Learning to read directly impinges on brain regions for recognizing faces. Everyone in a literate culture is measurably worse at face recognition.
Henrich, The Weirdest People in the World (2020)
Mechanical clocks, and later railroad-standardized time zones, replaced agrarian and task-based rhythms with shared industrial time. People lost the felt sense of seasonal and embodied time. They gained the ability to coordinate at scale: factories, schedules, science, modern life.
Ruth Belville, the Greenwich Time Lady, sold accurate time door-to-door in London until 1940 — a profession that existed only because shared clock time was still a young technology.
Decades of fear that calculators would erode basic math skills. A meta-analysis of 79 studies found "no loss in student ability to perform paper-and-pencil computational skills when calculators were used as part of mathematics instruction."

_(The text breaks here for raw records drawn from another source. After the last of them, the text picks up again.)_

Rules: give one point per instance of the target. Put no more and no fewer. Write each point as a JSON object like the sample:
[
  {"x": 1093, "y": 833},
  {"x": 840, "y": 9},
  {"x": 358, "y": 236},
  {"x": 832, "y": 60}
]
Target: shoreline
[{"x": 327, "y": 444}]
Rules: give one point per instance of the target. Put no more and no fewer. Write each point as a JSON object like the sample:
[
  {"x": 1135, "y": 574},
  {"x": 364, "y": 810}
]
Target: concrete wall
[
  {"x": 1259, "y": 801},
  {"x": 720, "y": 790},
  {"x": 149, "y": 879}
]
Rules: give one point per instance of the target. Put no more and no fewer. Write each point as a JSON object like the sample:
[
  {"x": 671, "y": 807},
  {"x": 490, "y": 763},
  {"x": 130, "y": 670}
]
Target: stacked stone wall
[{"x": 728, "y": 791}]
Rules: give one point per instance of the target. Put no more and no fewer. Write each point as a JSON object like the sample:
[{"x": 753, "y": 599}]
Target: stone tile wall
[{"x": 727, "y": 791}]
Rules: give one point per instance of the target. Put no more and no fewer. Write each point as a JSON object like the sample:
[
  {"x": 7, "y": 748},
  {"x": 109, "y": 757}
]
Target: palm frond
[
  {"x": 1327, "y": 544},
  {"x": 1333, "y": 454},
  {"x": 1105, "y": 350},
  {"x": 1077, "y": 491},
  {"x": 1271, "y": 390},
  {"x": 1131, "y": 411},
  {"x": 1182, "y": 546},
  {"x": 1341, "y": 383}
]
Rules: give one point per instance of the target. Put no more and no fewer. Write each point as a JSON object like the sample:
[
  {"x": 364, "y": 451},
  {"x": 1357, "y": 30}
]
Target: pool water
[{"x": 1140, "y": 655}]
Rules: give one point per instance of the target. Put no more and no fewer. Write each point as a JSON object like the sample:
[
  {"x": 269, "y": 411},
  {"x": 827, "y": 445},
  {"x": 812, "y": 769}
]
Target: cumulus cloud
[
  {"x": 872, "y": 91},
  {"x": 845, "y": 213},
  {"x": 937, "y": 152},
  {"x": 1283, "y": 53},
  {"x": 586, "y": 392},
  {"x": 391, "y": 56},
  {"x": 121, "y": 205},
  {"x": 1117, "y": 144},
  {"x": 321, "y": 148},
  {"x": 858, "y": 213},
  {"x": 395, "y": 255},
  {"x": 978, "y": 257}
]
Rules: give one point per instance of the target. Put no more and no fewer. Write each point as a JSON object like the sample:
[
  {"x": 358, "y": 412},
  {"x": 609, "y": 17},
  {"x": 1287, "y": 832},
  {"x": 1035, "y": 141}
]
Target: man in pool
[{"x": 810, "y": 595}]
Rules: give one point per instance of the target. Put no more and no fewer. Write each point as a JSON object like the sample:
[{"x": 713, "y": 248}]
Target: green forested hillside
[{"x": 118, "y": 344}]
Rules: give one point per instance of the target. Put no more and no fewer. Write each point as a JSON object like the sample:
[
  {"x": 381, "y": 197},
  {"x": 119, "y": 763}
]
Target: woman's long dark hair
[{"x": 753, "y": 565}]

Hembree & Dessart, Journal for Research in Mathematics Education (1986)
Documented crashes from manual skill loss, most notably Air France 447 in 2009. Overall trend: significantly safer flying with automation. Fatal accidents dropped from 1 per 3.5 million flights to 1 per 5.6 million over the past decade.
"What does creativity mean in Go? AlphaGo showed us that moves humans may have thought were creative were actually conventional. I have grown through this experience. I feel like I have learned the reasons I play Go."